The note added that the war between Russia and Ukraine is an unfortunate development, particularly for those directly affected by the violence, and has had far-reaching effects on people’s cost of living across the globe in both rich countries and in more vulnerable emerging economies. Largely because of the abundance of natural resources in both countries directly involved in the armed conflict, annualized inflation has risen to 9.8% globally compared to 5.7% at the end of last year and a five-year average rate of 4.6%.
It explained that Policymakers in the world’s largest economy, where stubbornly low unemployment and strong wage growth have rubbed up against the global dearth in the supply of goods, have taken notice. The US Federal Reserve, the world’s most watched central bank, has hiked rates seven times so far this year in what appears to be an attempt to induce a marked slowdown in demand through monetary tightening, as inflation rose to between 8 and 9% and unemployment remained at only 3.5% compared to a ten-year average of 5.3%.
It pointed out that tightening by the Federal Reserve has naturally led to a rise in bond yields as debt investors adjust return expectations in real terms. Long (ten-year) yields in the US have risen by around 200 basis points in 2022 and the median yield on emerging bonds has followed suit.
This has both hurt returns for existing bond investors and made financing more costly for most government issuers. It has also spilled over into equity markets, which are down 17% in the year-to-date (as measured by the MSCI ACWI index) and at their low for the year were down by as much as 27%.
Despite the erosion in real disposable income, the global economy remains arguably strong. Growth in world output is expected to be close to 3.2% in 2022, down from 6.0% in 2021, which had benefited from a weak base year, but the International Monetary Fund (IMF) expects that to slow to 2.7% in 2023 and cites downside risks to that scenario amid growing geopolitical uncertainty and related cost of funding pressures.
It mentioned that One does not typically wish growth away, but a moderate economic slowdown may not necessarily be a bad thing for investor sentiment in a global economy that has become so intertwined with the flow of capital. As investors seek higher yields on the perceived safer shores of the US, other markets suffer. Emerging markets tend to suffer most, particularly those economies running deficits that require foreign funding. Partly because of the de-risking by investors away from emerging markets, currencies in developing countries have depreciated by some 14% in aggregate this year.
Increasingly, successive inflation prints in countries whose currencies have fallen this year against the US dollar have become self-fulfilling, in that their currencies first depreciate because of inflation, leading to more imported inflation due to the translation effect on the dollarized price of goods, which diminishes the real yield in these countries’ capital markets. And so on, until the tide turns.
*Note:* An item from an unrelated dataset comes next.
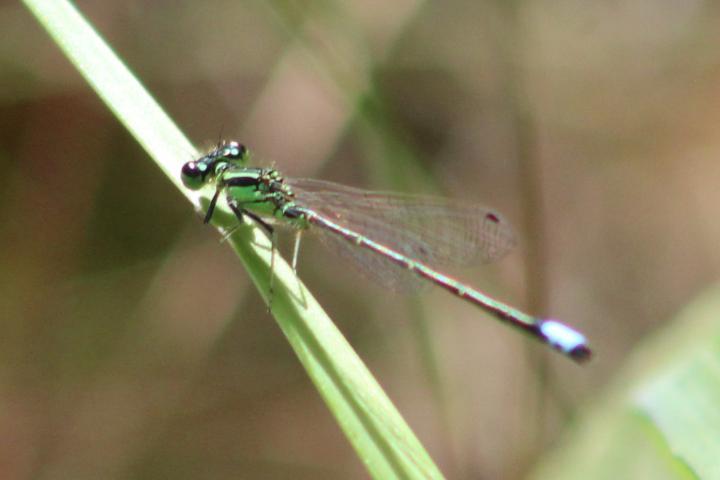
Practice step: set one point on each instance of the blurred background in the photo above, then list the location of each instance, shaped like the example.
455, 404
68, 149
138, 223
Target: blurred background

It added there are faint signs that the tide, “peak fear”, may be turning. US inflation has slowed somewhat from its high this year of just over 9% to 7.1% as of November. Equity markets, historically inversely related to bond yields, have been quick to react to this, rising by 14% from their low this year (still 17% lower for the year, as described earlier).
Underpinning this is a softening in commodity prices, which had shot up dizzyingly in the immediate aftermath of the onset of the war and which have since fallen considerably from their highest point this year (still more than 25% higher than ten-year averages), as some logistical constraints improved and partial demand destruction kicked in. This, while the US dollar appears stretched on a real effective exchange rate (REER).